The package, known as the “Lima Call for Climate Action” puts in place a draft of a Paris Agreement without narrowing down any of the difficult political issues that have plagued global efforts to address climate change for more than 20 years. The deal does not require that the initial pledges parties make in 2015 (INDCs) reflect their fair share, does not guarantee that these offers will use common or comprehensive information, or have any mechanism to review whether they will prevent catastrophic warming or not. Nothing was done to increase short term ambition, which scientists warn is necessary.
$10 billion in pledges to the Green Climate Fund two weeks before the talks created space for negotiators to focus on how developed countries would scale up to meet their $100 billion promise. But negotiators did little to move the ball forward on this issue. The text gives no assurances that developed countries are ready to deliver on their existing financial promises.
“We will not get a deal in Paris without progress on finance and what Lima delivered is simply not enough,” said Byanyima. “Not only is the need immense, a balanced package cannot be produced unless finance is a strong component.”

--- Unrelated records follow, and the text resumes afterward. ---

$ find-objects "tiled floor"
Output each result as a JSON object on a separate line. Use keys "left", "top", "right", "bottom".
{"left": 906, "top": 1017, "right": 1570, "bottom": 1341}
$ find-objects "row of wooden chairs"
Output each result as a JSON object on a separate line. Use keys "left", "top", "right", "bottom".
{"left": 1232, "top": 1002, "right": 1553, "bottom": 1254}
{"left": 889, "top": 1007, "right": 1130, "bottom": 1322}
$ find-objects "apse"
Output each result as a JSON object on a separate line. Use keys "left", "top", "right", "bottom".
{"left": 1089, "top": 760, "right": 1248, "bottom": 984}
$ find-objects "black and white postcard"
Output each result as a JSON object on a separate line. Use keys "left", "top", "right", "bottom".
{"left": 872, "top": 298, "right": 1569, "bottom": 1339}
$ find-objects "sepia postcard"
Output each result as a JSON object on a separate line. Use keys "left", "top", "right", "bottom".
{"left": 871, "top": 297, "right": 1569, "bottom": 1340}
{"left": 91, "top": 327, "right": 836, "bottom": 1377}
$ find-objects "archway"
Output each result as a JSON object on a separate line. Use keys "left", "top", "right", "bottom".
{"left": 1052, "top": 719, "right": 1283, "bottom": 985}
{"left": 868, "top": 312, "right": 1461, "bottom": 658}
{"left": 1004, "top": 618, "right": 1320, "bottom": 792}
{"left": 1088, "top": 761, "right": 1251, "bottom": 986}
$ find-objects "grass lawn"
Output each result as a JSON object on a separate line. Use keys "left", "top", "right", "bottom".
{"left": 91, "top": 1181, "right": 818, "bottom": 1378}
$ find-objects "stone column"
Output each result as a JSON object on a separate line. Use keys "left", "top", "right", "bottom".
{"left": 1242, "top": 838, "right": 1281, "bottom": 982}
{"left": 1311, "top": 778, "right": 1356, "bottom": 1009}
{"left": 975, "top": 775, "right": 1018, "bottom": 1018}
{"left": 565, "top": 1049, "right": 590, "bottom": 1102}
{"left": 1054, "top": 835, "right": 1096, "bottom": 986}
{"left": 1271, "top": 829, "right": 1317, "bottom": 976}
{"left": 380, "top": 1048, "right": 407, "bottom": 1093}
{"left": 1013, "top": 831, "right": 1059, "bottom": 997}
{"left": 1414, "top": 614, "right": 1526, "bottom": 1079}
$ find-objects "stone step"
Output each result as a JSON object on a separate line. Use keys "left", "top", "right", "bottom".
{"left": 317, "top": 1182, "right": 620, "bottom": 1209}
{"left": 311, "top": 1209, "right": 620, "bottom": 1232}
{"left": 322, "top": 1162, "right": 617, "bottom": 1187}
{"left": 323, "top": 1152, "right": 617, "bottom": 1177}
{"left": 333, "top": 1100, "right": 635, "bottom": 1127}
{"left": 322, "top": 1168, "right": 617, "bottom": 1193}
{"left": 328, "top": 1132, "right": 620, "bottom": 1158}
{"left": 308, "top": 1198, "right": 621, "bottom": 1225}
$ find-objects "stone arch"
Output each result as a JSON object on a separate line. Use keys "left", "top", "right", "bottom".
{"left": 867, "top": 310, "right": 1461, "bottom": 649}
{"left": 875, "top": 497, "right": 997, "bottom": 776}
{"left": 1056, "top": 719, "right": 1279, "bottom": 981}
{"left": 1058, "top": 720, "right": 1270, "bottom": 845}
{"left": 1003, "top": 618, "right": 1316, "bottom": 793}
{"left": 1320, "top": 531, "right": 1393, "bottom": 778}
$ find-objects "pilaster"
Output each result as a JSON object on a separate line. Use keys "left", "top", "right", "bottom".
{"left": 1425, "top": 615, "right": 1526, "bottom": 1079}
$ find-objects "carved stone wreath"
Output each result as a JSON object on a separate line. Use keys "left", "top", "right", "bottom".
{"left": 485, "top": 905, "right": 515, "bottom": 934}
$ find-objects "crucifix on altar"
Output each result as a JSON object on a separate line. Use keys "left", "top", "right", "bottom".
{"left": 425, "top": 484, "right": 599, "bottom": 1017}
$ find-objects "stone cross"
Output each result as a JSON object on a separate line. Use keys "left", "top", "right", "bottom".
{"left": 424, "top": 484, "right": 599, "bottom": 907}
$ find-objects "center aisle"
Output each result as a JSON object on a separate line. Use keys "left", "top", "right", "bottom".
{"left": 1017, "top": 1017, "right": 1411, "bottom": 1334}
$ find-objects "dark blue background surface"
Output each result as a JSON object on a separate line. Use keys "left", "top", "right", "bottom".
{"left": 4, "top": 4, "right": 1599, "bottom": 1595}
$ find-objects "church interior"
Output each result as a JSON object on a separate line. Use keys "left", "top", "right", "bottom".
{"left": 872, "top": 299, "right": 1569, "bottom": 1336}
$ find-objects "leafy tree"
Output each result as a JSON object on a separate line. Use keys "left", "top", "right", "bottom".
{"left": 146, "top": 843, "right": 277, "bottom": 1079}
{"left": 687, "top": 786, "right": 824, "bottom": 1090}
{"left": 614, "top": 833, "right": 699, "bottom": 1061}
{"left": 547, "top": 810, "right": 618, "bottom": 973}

None of the world’s largest emitters stepped up to the plate to show leadership to forge agreement and build on the momentum of the first days. While the US and China arrived in Lima with the wind at their backs after concerted steps to build political will, they showed little willingness to compromise, throwing up road blocks on issues like climate finance and how to divide up the responsibility to act in the long term. India pushed against efforts to ensure 2015 pledges can be properly assessed. Following welcome commitments to the Green Climate Fund before Lima and its new emissions target, the EU chose to rest on its laurels. Australia attended the talks and that’s about the best thing you can say about their role in the process.
This contrasted with some Latin American countries that consistently showed a constructive attitude that went beyond expectations. For instance, Colombia and Peru, in spite of having many development challenges and little historical responsibility, chose to contribute $6 million each to the Green Climate Fund. The Africa group made a last ditch effort to strengthen provisions in the text on finance, but their efforts could not restore the necessary ambition. Many fragile island nations and poor countries fought hard to make Loss and Damage – initiatives that protect communities that cannot adapt to the unavoidable impacts of the already changing climate – a central part of the Lima decision. But developed countries consistently blocked.
“The rural women farmers I met this week and the tens of thousands of people I marched alongside here in Lima are all demanding action before it is too late,” said Byanyima. “Ordinary citizens and affected people are fed up with spineless politicians, bureaucrats and CEOs constantly making excuses for themselves.”
The outcome here does little to break the world from a path to 3 degrees warming or higher. This type of warming would threaten the lives of millions of people around the world, increase poverty and hunger, and thwart economic growth in its tracks. Fifty million people could be pushed into hunger in the coming years on the current trajectory.
“We hoped for a course correction here in Lima, but negotiators were content to sail on into the storm,” said Byanyima. “2014 saw half a million people take to the streets to demand climate action followed by the largest ever climate march in Latin America this week. The outcome ensures even greater efforts are needed ahead of Paris. But even the best scenario in 2015 will require vigilance decades into the future. This week shows us that even if negotiators can successfully land the most ambitious deal currently on the table in Paris, our work will be far from over.”